# Pepsi's photo's!



## XxSoulShotsxX (Jan 8, 2013)

Background about her name: Was drinking A pepsi when I went to go pick her up from a breeder! :lol: . She is about a year and two months old, and very, very spoiled. She is so sweet too (although she tends to poop on you)! I thought she had mites, but she was allergic to this toy I had in there. Problem solved!

Some pics 














































The picture with the igloo is her bath time!

She lives in an octopus!

Her going into the octo:










Kitchen area. She uses the bowl and the waterbottle too. I might mount the bottle near her wheel. Dunno yet.










Poopy wheel and litterbox! (I need to clean that!)

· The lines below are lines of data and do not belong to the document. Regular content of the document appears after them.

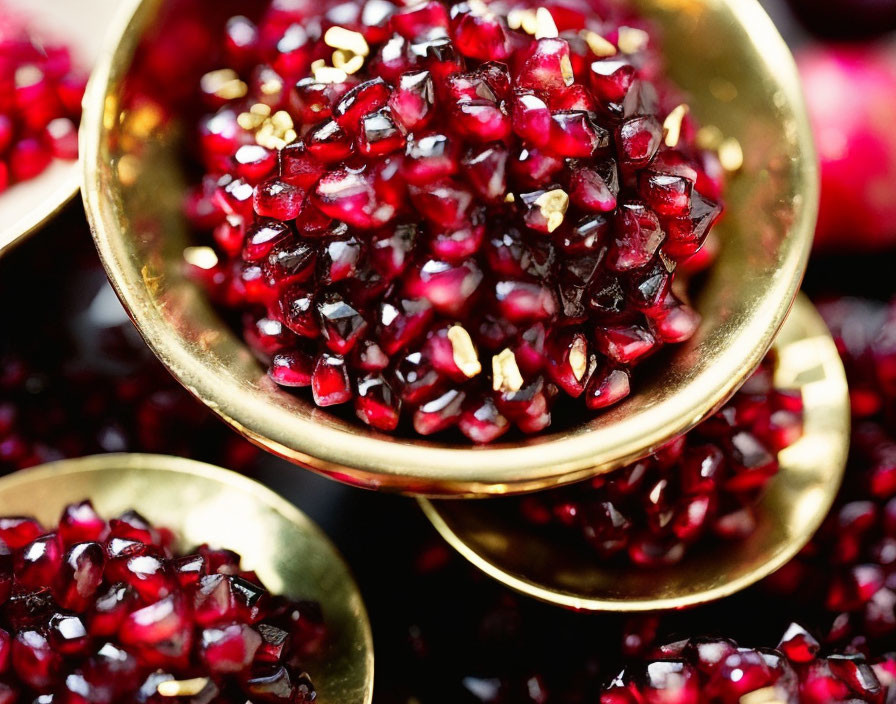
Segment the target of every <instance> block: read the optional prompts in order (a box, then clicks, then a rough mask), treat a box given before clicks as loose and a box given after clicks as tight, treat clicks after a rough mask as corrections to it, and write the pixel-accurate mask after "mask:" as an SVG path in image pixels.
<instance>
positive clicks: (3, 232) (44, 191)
mask: <svg viewBox="0 0 896 704" xmlns="http://www.w3.org/2000/svg"><path fill="white" fill-rule="evenodd" d="M116 6H117V3H116V0H81V1H80V2H78V3H65V2H46V3H43V2H40V3H35V2H34V0H6V1H5V2H4V9H9V10H12V11H14V12H17V13H19V12H21V13H22V15H23V16H24V17H25V18H26V19H28V20H29V22H30V25H32V26H33V27H34V28H35V30H36V31H37V33H38V34H39V35H41V36H46V37H48V38H50V39H56V38H61V39H63V40H64V41H65V42H66V43H67V44H68V45H69V47H70V48H71V50H72V54H73V60H74V62H75V65H76V66H80V67H83V68H85V69H87V68H89V67H90V66H92V65H93V64H94V62H95V61H96V60H97V58H98V55H99V53H100V47H101V43H99V42H97V41H96V39H97V34H98V33H99V34H100V35H102V32H103V31H104V29H105V26H106V24H107V22H108V21H109V20H110V19H111V17H112V16H113V15H114V14H115V8H116ZM80 186H81V167H80V166H79V164H78V163H77V162H75V161H63V160H59V159H57V160H55V161H54V162H53V163H52V164H50V166H49V168H47V170H46V171H44V172H43V173H42V174H41V175H40V176H38V177H36V178H34V179H31V180H30V181H25V182H23V183H18V184H15V185H14V186H11V187H10V188H9V189H8V190H6V191H3V193H2V194H0V256H3V254H4V253H5V252H7V251H8V250H10V249H12V247H13V246H14V245H15V244H17V243H18V242H21V241H22V240H24V239H25V237H27V236H28V235H30V234H32V233H33V232H36V231H37V230H38V229H40V227H41V226H42V225H43V224H44V223H46V222H47V221H48V220H49V219H50V218H52V217H53V216H54V215H55V214H56V213H58V212H59V211H60V210H61V209H62V208H63V207H64V206H65V205H66V204H67V203H68V202H69V201H70V200H71V199H72V198H74V197H75V195H76V194H77V193H78V189H79V188H80Z"/></svg>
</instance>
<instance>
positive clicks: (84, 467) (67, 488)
mask: <svg viewBox="0 0 896 704" xmlns="http://www.w3.org/2000/svg"><path fill="white" fill-rule="evenodd" d="M85 498H90V499H91V500H92V501H93V504H94V507H95V508H96V509H97V511H98V512H99V513H100V515H102V516H103V517H104V518H111V517H114V516H116V515H118V514H119V513H121V512H122V511H125V510H127V509H129V508H133V509H136V510H137V511H139V512H140V513H141V514H143V515H144V516H146V518H148V519H149V520H150V521H151V522H152V523H154V524H155V525H159V526H166V527H168V528H171V529H172V530H173V531H174V532H175V533H176V534H177V536H178V538H179V539H180V543H181V544H180V547H181V548H183V549H187V550H188V549H190V548H193V547H195V546H197V545H200V544H202V543H206V542H207V543H209V544H211V545H214V546H218V547H226V548H230V549H232V550H236V551H237V552H238V553H240V555H242V557H243V564H244V565H245V566H246V569H251V570H255V571H256V572H257V573H258V576H259V577H260V578H261V580H262V581H263V582H264V583H265V584H266V585H267V587H268V589H270V590H271V591H272V593H275V594H286V595H289V596H293V597H295V598H302V599H313V600H316V601H318V602H319V603H320V604H321V607H322V609H323V613H324V619H325V620H326V624H327V628H328V630H329V635H328V640H327V645H326V647H325V648H324V650H323V652H322V653H321V654H320V656H319V657H318V658H316V659H315V660H313V661H310V662H309V663H308V665H307V667H308V672H309V674H311V676H312V679H313V681H314V684H315V686H316V687H317V690H318V694H319V699H320V701H322V702H341V703H343V704H370V701H371V700H372V697H373V639H372V635H371V632H370V623H369V621H368V619H367V612H366V610H365V608H364V603H363V601H362V599H361V594H360V592H359V591H358V587H357V585H356V584H355V580H354V578H353V577H352V575H351V573H350V572H349V569H348V567H347V566H346V564H345V562H344V561H343V559H342V556H341V555H340V554H339V553H338V552H337V550H336V548H335V547H334V546H333V544H332V543H331V542H330V540H329V539H328V538H327V536H326V535H324V533H323V532H322V531H321V530H320V528H318V527H317V526H316V525H315V524H314V523H313V522H312V521H311V520H310V519H309V518H308V517H307V516H305V514H303V513H302V512H301V511H299V510H298V509H297V508H296V507H295V506H293V505H292V504H291V503H289V502H288V501H286V500H284V499H282V498H280V497H279V496H278V495H277V494H275V493H274V492H272V491H270V490H269V489H266V488H265V487H263V486H261V485H260V484H258V483H257V482H254V481H252V480H250V479H246V478H245V477H242V476H240V475H238V474H235V473H233V472H229V471H226V470H223V469H220V468H218V467H213V466H211V465H207V464H203V463H201V462H195V461H193V460H187V459H182V458H179V457H167V456H163V455H139V454H124V455H97V456H93V457H84V458H81V459H75V460H63V461H61V462H53V463H51V464H46V465H43V466H41V467H38V468H35V469H29V470H24V471H21V472H16V473H15V474H11V475H9V476H6V477H4V478H2V479H0V515H26V516H34V517H36V518H37V519H39V520H40V521H41V522H43V523H44V525H54V524H55V522H56V521H57V520H58V519H59V516H60V515H61V513H62V510H63V508H64V507H65V506H66V505H67V504H69V503H72V502H74V501H81V500H82V499H85Z"/></svg>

Entire cage. (Yes that's a lamp on top, she also has a heating pad under her octo. Theres some fleece in the octo. I'm probably going to get a couple fleece liners for the cage soon.


----------



## Avarris (Dec 3, 2012)

You have a really awesome set up. Pepsi is adorable, looks like you are getting the Stink-eye in the first picture. :lol: . I LOVE the octopus. Did you make that or order it from somewhere? My Pippin is an Uber-burrower/digger, and I think she'd really put some miles on something like this!


----------



## momIImany (Oct 14, 2012)

Nice setup. Pepsi is cute. I agree, I'd get rid of the bedding and go fleece. :lol:


----------



## XxSoulShotsxX (Jan 8, 2013)

I got the octo from A pet store. Its Marshall's Ferret octoplay or something. I got it because I figured she'd like crawling through the legs.


----------



## SouthernSweet (Jul 25, 2012)

hehe that bath face


----------



## shetland (Sep 2, 2008)

Pepsi is an angel and certainly deserves to be spoiled! Her little face peeking out of the sink is priceless!


----------



## XxSoulShotsxX (Jan 8, 2013)

She's certainly an angel until she starts poopin' on the couch.


----------



## momIImany (Oct 14, 2012)

Put a fleece blanket down first. It's easier to clean up.


----------



## bluebyrd333 (Dec 28, 2012)

Pepsi is adorable! The 3rd picture of her in the sink made me burst out laughing :lol: !!!!


----------



## XxSoulShotsxX (Jan 8, 2013)

*New cage layout!*

I got a new cage layout, and I'm pretty proud of it. I love fleece, its so much better!

Hog supply bin! I use the bedding for litter now.










Entire cage.










Clean octopus!










Wheel and litterbox.










The kitchen is the same as it was before.

Bonus: Dog discovers hedgehog.


----------



## bugster (Aug 18, 2012)

That is a pretty long name story! Phew, I hardly kept up with it. Jk. Pepsi is sooo cute. Love the new cage set-up.


----------



## msredhead (Sep 28, 2012)

Omgosh, the picture of in the sink- haha <3

Love your cage setup as well... and the octopus? LOVE! How big is the little one? I would love to get that for Auri, but I'm afraid she'd get stuck in there somehow


----------